While some states in the US provided non-recourse loans, where those whose homes were worth less than the mortgage could sell it and walk away owing nothing, in Australia home owners are required to pay back any extra leftover after selling.
Mr Zigomanis said for those facing transaction costs, there will also be less upgrading and downsizing activity.
“Through most downturns people just sit and wait for it to pass,” he said.
One of the first things to happen would be a slowdown in apartment development and housing construction as the ability to make a profit dwindled, Mr Zigomanis said.
While property that is now in the pipeline would probably come to fruition, there would be a standstill of new development.
“Development freezes as no one can profitably develop, it could become a problem as people have bought sites and cannot justify building,” Mr Zigomanis said.
Any oversupply being seen in capital-city markets would begin to balance out, and undersupplied markets would probably become even tighter.

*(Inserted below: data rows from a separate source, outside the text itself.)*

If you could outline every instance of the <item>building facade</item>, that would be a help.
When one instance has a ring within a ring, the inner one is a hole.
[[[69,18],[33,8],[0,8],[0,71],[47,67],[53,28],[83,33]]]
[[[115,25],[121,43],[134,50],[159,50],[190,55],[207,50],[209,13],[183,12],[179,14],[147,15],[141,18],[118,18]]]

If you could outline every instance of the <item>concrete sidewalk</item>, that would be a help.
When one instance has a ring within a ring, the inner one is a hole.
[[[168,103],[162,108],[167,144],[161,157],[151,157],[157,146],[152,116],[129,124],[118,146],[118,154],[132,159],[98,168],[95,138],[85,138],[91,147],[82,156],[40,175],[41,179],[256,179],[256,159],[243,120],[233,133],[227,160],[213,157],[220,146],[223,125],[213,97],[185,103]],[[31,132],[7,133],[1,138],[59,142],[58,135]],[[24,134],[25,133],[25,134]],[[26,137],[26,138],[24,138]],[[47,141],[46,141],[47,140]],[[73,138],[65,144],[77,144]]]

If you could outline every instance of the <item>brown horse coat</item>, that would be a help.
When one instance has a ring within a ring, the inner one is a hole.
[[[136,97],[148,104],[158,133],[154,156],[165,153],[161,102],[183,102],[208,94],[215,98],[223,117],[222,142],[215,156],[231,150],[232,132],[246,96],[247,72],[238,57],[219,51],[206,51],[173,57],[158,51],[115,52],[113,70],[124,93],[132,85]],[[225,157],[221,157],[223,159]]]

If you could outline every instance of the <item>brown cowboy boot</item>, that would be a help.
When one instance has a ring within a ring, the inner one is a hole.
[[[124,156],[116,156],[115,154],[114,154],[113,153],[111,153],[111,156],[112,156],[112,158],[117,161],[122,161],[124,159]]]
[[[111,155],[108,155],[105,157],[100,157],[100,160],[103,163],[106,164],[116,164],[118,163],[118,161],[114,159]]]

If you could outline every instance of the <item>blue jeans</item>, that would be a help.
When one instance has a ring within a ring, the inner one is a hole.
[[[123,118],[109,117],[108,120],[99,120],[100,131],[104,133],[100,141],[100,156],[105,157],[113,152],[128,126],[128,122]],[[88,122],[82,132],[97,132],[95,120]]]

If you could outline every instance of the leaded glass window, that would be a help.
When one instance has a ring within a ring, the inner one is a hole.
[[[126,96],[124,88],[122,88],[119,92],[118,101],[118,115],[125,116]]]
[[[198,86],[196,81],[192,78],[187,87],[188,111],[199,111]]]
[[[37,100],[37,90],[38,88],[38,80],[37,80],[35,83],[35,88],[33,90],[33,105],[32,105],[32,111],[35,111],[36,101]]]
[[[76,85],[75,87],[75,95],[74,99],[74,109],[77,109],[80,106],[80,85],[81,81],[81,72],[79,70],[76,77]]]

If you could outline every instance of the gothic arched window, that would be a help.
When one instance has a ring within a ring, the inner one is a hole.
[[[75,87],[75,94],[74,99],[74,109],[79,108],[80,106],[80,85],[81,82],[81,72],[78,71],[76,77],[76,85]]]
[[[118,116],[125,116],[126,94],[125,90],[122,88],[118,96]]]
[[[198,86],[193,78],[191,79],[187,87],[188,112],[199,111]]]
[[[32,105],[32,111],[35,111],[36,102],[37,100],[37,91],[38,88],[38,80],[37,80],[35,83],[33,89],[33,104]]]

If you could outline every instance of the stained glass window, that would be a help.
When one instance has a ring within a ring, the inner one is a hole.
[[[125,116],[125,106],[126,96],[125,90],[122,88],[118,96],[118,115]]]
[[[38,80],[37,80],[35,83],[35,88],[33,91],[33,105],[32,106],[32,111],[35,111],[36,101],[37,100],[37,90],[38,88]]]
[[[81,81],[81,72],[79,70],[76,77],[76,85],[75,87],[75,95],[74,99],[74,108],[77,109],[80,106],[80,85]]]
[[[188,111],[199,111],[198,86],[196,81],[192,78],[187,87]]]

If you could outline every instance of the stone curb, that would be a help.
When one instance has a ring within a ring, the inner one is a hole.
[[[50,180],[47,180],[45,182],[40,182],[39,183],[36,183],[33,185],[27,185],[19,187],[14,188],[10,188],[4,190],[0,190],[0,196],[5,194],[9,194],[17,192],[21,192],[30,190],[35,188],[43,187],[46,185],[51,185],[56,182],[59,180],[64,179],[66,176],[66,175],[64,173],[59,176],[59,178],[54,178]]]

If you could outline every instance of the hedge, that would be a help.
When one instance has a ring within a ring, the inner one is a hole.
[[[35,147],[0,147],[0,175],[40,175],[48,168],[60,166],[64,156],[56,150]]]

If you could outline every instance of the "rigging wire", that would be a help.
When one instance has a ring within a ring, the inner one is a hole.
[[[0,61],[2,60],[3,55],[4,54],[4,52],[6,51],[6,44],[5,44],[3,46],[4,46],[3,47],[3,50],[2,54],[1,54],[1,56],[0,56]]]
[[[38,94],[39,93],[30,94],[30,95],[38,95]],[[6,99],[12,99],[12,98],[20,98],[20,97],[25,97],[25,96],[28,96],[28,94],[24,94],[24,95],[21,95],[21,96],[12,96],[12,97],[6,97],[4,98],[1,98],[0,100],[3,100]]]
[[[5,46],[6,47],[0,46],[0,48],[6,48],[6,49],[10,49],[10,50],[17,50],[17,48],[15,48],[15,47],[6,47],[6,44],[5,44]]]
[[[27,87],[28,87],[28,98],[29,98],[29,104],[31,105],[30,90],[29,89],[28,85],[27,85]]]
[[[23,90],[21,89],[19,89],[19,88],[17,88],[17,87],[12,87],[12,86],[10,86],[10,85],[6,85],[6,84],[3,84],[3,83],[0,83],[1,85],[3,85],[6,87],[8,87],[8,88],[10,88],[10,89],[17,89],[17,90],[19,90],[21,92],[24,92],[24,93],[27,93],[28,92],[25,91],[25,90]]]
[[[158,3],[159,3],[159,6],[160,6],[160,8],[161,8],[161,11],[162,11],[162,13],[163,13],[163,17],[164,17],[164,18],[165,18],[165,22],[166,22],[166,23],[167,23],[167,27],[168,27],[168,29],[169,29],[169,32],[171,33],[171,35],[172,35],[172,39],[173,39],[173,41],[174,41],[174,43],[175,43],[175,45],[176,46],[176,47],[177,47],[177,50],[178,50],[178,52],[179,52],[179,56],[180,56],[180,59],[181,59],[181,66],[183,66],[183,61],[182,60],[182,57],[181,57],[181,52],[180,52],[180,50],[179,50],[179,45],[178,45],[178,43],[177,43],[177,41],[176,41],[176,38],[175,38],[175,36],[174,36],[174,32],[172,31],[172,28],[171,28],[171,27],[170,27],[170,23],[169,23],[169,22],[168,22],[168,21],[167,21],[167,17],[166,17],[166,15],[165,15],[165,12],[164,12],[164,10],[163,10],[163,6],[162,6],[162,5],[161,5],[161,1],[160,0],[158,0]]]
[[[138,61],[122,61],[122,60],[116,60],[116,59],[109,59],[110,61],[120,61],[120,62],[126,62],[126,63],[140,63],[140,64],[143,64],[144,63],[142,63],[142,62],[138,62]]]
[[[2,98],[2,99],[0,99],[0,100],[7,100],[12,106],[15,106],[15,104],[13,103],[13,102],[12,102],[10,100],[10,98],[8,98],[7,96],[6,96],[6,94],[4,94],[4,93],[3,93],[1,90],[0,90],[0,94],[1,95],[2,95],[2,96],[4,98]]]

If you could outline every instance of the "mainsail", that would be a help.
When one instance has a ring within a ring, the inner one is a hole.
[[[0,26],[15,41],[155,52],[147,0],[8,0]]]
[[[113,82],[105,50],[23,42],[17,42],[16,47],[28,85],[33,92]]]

One of the more damaging spin-off results of house prices plummeting would be a rise in unemployment as a result of the industries that are fuelled by the housing market.
“People waiting to get a home [when prices drop] can’t if they don’t have jobs,” Mr Zigomanis said.
Many of these jobs are related to the housing industry, such as real estate agents, financial services and developers.
Secondary to these jobs are tradespeople who work on renovations and home improvements, as well as discretionary spending on retail, including white goods, that are heavily influenced by housing profitability.
“People will spend money on renovations when their employment is secure, they feel comfortable taking on more debt,” Mr Christopher said.
“In a major downturn the reality is that job security would be very bad. There would be a flow-on effect to other sectors, you would see a big drop-off in construction services, which would effect employment,” he said.
This could cause the Reserve Bank to aggressively cut rates, which Mr Christopher said they would do before a 50 per cent decline occurred.